In the summary and opinion of the report, Mr Phillips states:
“6.3 … It is conceivable that despite his serious injuries, Mr Rodriguez may have remained conscious for a short period following the head injury but if that was the case, I would have expected the minibus driver to have noticed that there were signs of life: he states that he and the other front seat passenger climbed out through the front windscreen and although not stated, he implies that Mr Rodriguez made no effort to extricate himself from the minibus. On the information provided, and in the absence of a post-mortem report, I would therefore conclude that it is more likely than not that Mr Rodrigues was killed instantly at the point of impact.

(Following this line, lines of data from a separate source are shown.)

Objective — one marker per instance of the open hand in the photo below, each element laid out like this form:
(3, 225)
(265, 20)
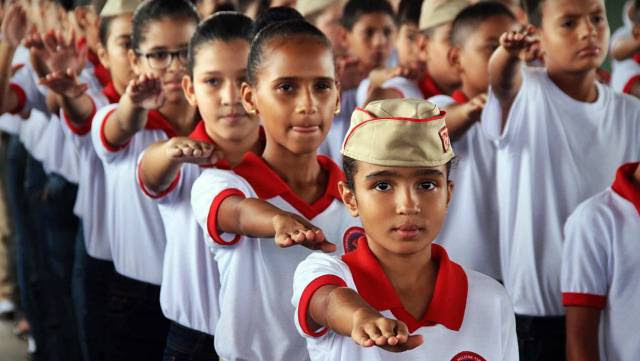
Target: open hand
(292, 230)
(372, 329)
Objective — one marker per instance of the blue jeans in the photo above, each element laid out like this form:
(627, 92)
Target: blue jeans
(137, 328)
(185, 344)
(91, 280)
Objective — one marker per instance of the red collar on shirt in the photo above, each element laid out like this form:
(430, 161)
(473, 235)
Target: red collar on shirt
(449, 296)
(459, 97)
(268, 184)
(200, 133)
(157, 121)
(101, 73)
(624, 185)
(429, 87)
(110, 92)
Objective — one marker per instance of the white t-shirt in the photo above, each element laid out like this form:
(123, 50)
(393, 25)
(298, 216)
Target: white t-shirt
(190, 278)
(469, 317)
(96, 221)
(470, 233)
(137, 237)
(602, 264)
(255, 275)
(554, 153)
(624, 73)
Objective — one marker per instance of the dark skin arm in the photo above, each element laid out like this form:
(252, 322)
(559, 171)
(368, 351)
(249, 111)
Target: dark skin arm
(582, 333)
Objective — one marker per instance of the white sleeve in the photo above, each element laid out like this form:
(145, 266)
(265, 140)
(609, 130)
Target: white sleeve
(317, 270)
(585, 258)
(442, 101)
(105, 151)
(211, 188)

7.2 It is my opinion that Mr Rodriguez would have been aware that a severe collision was inevitable for a period of between one and five seconds before the impact. I believe that this is more likely than not that Mr Rodriguez would have experienced intense fear during this short period prior to the impact.
7.3 I believe that it is more likely than not that Mr Rodrigues died instantly at the point of impact. On the assumption that Mr Rodrigues died instantly, I do not believe that he would have been conscious of any pain for more than a split second.”
For the claimant, Mr Swoboda submits that the deceased would have been aware of the approaching lorry and the impending impact and that this must have given rise to mental anguish which is compensable. He also suggests that the deceased must have had a period of physical suffering given the violence of the collision. He contends for an award of £2,500.
For the defendants, Mr James submits that intense fear does not amount to pain or suffering or loss of amenity and therefore no award falls to be made under this head of claim. He submits that fear on its own does not translate into actionable damage and draws an analogy with a pedestrian who is nearly run down at a pedestrian crossing, who has no claim for personal injury.
In my judgment, there is a distinction to be drawn between mere fear or anguish on its own and fear or anguish in association with physical injury. Although the deceased’s death followed very quickly after the physical injury, nevertheless physical injury was sustained, and the expression “pain, suffering and loss of amenity” should be taken to include the fear and mental anguish which precedes physical injury. I therefore agree with Mr Swoboda that compensable damage was sustained in this case. However, I consider that the sum claimed of £2,500 to be much too high for a maximum of 5 seconds of mental anguish and fear followed by almost instantaneous death. In my judgment, the appropriate sum to be awarded is £500. Interest on the sum from the date of service of the proceedings (25 May 2018) to the date of this judgment (25 May 2021), a period of 1096 days, amounts to £30 at 2% per annum.